Ein weiterer Motivator ist die Präsentation der Lernziele und der Vorteile des Kurses. Sämtliche Inhalte sollten an den Lernzielen ausgerichtet sein und die Zielerreichung regelmäßig vor Augen geführt werden.
Als letzter Punkt zur Sicherung der Nachhaltigkeit sollte der Austausch der Lernenden unterstützt werden. Dies kann beispielsweise über geschützte Chat-Plattformen erfolgen. Denn letztendlich ist Lernen eine soziale Aktivität, die am besten im Austausch mit anderen funktioniert. Daher sollten Sie sich nicht auf Kurse verlassen, die rein über Videos, Präsentationen und Texte arbeiten, sondern möglichst von vorherein die Möglichkeiten zum Austausch zwischen den Lernenden und auch mit den Dozenten herausstellen.

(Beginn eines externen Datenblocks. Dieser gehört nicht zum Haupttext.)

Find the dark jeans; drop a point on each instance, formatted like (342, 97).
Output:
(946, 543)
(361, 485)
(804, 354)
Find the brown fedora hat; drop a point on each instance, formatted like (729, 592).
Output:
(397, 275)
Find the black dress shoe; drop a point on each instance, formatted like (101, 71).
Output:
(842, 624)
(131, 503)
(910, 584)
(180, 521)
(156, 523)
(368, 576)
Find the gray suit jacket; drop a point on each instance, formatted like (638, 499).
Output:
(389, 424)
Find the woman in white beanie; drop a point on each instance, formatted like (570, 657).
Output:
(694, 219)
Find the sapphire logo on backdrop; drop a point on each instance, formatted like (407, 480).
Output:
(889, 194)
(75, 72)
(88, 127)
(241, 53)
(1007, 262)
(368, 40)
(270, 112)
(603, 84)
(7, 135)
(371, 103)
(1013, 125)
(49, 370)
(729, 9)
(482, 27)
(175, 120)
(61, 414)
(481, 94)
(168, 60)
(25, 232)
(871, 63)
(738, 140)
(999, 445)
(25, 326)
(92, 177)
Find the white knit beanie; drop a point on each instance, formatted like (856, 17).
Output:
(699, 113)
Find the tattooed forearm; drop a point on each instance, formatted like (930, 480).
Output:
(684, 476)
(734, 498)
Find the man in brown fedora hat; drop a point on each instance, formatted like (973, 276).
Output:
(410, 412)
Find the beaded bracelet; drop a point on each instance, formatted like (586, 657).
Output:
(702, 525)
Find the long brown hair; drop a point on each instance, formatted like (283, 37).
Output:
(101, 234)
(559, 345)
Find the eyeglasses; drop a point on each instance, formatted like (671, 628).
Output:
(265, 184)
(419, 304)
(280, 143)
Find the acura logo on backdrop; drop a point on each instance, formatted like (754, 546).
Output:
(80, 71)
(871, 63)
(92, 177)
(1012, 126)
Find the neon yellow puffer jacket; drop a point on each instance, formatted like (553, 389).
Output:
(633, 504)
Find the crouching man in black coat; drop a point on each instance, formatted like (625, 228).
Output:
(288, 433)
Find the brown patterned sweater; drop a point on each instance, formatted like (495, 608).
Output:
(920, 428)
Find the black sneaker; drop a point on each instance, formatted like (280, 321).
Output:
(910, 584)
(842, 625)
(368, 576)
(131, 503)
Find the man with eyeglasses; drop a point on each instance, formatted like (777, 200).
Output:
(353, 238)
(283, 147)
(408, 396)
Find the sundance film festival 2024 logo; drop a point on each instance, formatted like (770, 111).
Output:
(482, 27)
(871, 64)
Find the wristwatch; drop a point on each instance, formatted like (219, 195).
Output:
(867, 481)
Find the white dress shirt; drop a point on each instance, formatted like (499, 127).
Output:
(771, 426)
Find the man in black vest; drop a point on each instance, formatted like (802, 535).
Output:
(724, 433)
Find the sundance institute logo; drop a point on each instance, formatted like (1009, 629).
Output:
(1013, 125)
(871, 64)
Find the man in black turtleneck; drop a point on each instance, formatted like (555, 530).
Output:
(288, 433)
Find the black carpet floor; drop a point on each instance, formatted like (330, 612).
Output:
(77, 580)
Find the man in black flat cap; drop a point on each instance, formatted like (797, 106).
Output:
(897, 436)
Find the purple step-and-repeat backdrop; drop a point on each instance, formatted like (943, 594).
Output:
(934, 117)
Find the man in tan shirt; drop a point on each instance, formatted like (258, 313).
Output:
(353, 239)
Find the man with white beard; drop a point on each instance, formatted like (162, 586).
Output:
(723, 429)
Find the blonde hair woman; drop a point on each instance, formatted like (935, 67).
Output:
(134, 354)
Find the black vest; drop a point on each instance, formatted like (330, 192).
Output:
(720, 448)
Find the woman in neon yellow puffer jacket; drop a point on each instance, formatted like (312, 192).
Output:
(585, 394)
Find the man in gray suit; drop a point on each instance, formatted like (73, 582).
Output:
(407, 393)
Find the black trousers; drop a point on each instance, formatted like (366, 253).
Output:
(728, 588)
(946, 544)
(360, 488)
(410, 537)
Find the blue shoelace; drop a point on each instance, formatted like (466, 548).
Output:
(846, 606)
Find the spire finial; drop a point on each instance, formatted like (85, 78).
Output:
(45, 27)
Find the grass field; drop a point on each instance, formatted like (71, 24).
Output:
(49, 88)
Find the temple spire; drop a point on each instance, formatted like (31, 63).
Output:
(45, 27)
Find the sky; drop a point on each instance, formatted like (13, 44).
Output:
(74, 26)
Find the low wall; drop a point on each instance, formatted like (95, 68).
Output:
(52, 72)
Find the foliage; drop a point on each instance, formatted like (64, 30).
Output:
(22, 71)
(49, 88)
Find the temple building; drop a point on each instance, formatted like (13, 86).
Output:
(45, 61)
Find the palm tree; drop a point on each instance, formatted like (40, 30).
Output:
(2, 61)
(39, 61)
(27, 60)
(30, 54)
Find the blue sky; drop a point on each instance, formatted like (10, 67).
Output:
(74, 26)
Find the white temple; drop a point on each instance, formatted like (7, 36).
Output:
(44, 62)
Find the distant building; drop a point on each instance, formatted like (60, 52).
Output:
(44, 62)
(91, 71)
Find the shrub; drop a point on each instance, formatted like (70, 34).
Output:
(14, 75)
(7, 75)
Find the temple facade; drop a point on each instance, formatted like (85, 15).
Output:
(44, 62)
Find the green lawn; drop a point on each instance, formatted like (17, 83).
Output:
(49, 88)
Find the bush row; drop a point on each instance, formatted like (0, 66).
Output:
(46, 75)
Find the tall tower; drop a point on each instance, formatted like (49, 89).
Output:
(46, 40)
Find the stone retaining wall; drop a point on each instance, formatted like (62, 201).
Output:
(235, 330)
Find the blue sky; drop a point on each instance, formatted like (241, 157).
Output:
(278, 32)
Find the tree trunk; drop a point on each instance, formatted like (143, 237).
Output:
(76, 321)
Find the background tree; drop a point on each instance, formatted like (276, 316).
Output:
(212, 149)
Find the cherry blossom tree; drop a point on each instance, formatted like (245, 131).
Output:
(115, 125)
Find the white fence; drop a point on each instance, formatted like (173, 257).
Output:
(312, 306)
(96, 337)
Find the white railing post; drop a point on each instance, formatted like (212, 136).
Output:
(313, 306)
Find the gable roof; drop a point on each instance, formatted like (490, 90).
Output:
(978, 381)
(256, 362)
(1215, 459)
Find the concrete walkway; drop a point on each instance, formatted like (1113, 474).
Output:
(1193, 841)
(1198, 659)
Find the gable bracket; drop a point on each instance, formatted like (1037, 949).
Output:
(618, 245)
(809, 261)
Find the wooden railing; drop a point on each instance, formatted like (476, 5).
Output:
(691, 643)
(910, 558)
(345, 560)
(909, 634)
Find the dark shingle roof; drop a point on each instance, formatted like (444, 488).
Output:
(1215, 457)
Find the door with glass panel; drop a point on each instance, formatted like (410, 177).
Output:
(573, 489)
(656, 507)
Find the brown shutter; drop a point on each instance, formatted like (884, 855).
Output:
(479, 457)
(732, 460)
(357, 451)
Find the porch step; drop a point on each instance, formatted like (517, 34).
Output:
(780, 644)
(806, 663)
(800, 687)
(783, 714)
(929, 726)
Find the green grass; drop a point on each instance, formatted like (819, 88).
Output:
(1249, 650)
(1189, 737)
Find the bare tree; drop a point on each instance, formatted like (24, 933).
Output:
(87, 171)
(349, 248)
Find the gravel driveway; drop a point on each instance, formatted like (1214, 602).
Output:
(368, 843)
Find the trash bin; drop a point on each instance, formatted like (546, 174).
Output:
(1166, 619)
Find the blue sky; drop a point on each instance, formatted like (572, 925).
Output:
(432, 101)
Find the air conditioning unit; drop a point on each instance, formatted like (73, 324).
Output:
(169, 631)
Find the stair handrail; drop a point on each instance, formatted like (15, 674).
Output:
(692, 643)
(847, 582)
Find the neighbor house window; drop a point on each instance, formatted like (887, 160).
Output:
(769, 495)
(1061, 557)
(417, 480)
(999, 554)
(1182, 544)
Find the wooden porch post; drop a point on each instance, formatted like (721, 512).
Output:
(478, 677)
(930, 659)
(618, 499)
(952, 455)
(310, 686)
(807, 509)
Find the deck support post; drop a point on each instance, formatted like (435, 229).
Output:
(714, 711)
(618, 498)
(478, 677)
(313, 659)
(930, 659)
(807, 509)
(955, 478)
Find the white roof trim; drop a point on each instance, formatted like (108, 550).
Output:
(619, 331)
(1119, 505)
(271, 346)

Beschäftigen sich Online-Kurse mit Inhalten, die sich digital vermitteln lassen (keine Verhaltensänderungen), und basieren sie auf lernorientierten, pädagogischen Konzepten, so steht der Wirksamkeit dieser Kurse nichts im Wege. Vorsicht sollte immer dann walten, wenn das vermittelnde Medium, also das Digitale, zu sehr in den Vordergrund rückt, und das pädagogische Konzept im Hintergrund verschwindet.